Lição bela e ainda válida para os dias que correm, sobretudo, para uma
sociedade de uma elite atrasada e que abriga algumas castas de servidores do
Estado que se posicionam acima do bem e do mal, se acham dignos tutores por
excelência da sociedade e agem como genuínas vestais da pós-modernidade. Esta
reflexão nasceu de duas simples notas publicadas na imprensa local, uma firmada
pela poderosa AMARN- Associação dos Magistrados do Rio Grande do Norte,
entidade que congrega os juízes e desembargadores deste estado, por sua
presidente, e os juízes de direito da comarca de Mossoró; a outra, por membros
do Ministério Público estadual com atuação na Comarca de Mossoró. Em resumo, ambas
as notas traduzem no “irrestrito apoio
aos juízes eleitorais responsáveis pela administração do processo eleitoral no
município, juízes HERVAL SAMPAIO E ANA CLARISSE ARRUDA, magistrados sérios e
dedicados, bem como de qualquer magistrado que, fiel a missão imposta, atue em
prol da lisura do processo eleitoral”, porquanto “insatisfações relacionadas a decisões judiciais são normais em um
ambiente democrático, mas eventuais ofensas às autoridades judiciárias
representam risco e atentado à própria essência do Estado Democrático de
Direito, em nada contribuindo para o avanço da cidadania.” Entretanto, se
lhes caem bem as togas, de pouca valia têm, no chão republicano, os figurinos de
vestais.
Que
os juízes citados merecem o respeito e o apoio da comunidade
mossoroense nenhuma dúvida há, a exemplo do que se pode afirmar tocante a
outros servidores da sociedade: os garis, que nos livram do lixo de cada
dia;
os policiais, que vez por outra nos guardam dos perigos da criminalidade
que
campeia; os diversos profissionais que cuidam da saúde pública etc.
Múltiplas e
valiosas contribuições que decerto se somam àquelas dos cidadãos sem
rosto nem
detentores de pomposos títulos e que sequer perfilam nas hostes dos tais
servidores do Estado.
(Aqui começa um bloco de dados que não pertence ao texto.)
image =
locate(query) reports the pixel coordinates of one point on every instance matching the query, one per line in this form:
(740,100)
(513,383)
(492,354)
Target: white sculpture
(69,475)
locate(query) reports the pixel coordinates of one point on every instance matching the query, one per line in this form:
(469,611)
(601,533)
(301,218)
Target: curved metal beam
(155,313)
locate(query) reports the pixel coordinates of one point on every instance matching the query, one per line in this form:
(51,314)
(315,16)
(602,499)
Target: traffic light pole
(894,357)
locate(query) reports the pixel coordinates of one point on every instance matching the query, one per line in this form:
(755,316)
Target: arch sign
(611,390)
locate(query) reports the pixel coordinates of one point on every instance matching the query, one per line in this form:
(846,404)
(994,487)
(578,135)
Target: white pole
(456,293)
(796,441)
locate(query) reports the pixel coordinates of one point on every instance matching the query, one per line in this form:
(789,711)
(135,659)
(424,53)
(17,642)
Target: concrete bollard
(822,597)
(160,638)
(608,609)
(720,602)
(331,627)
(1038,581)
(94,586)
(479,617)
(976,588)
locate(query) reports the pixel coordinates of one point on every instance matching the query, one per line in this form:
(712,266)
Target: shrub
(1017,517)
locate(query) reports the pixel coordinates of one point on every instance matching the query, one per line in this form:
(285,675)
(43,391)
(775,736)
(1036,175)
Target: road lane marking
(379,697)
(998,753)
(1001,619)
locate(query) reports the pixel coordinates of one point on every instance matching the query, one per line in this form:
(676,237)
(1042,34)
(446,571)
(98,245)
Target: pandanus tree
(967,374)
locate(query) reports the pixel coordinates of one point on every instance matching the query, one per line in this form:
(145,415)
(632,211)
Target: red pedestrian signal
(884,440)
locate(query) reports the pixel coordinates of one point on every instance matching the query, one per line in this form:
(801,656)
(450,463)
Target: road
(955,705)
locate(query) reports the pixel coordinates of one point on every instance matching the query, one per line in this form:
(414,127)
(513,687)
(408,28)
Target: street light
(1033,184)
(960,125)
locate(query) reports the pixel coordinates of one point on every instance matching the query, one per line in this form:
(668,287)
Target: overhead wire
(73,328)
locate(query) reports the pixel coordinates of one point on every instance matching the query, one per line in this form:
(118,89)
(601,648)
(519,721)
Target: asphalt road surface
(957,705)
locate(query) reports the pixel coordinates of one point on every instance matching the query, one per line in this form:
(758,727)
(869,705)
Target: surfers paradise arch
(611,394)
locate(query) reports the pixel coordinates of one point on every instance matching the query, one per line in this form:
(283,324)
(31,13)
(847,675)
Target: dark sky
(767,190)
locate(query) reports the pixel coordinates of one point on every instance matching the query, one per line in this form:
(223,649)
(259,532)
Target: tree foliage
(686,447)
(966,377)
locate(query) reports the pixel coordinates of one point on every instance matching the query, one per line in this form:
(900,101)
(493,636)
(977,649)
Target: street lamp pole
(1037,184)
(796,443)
Que graves ofensas irrogaram contra esses juízes?
Bobagens de trombadinhas cibernéticos, sem maiores consequências, mesmo
porque
a comunidade local sequer delas tomou conhecimento, isto sem falar que
vez por
outra algumas autoridades, inclusive judiciárias, se dão o cabimento
de ficarem
a bater boca nas redes sociais, com despiciendas explicações acerca do
conteúdo
de decisões pretéritas e, pasmem, futuras... Quem sai na chuva quer
molhar-se: no ciberespaço todos são afoitos, terríveis e naturalmente
iguais! Por isto é que, todavia, expressam
essas notas muito barulho por nada. Much
ado about nothing, como diria o bardo Shakespeare.
Ora, se ”eventuais ofensas às
autoridades judiciárias representam risco e atentado à própria essência do
Estado Democrático de Direito, em nada contribuindo para o avanço da cidadania”,
em razão de algumas opiniões difusamente expressas em redes sociais contestando
o agir desses magistrados, algo vai muito mal.
Essas bobagens ditas no “tuíte”
ou no “fuxibuque” jamais podem ser vistas como ameaças à democracia e ao avanço
das boas praticas da cidadania: as instituições jurídico-políticas vigentes
asseguram aos magistrados responsáveis pela condução do pleito suplementar
total segurança e liberdade de agir, no cumprimento da lei e no exercício pleno
do munus que cabe a cada um. E que
esses desaforos devem ser pontualmente coibidos nos lindes da ordem jurídica,
separando-se precisamente o que sejam legítimas manifestações da liberdade de
expressão/opinião e os tantos abusos de direito que agridem a imagem e a honra
alheias. Sem mais pirotecnia intimidatória ou desnecessárias exibições de
musculaturas corporativas. O resto é conversa pra boi dormitar.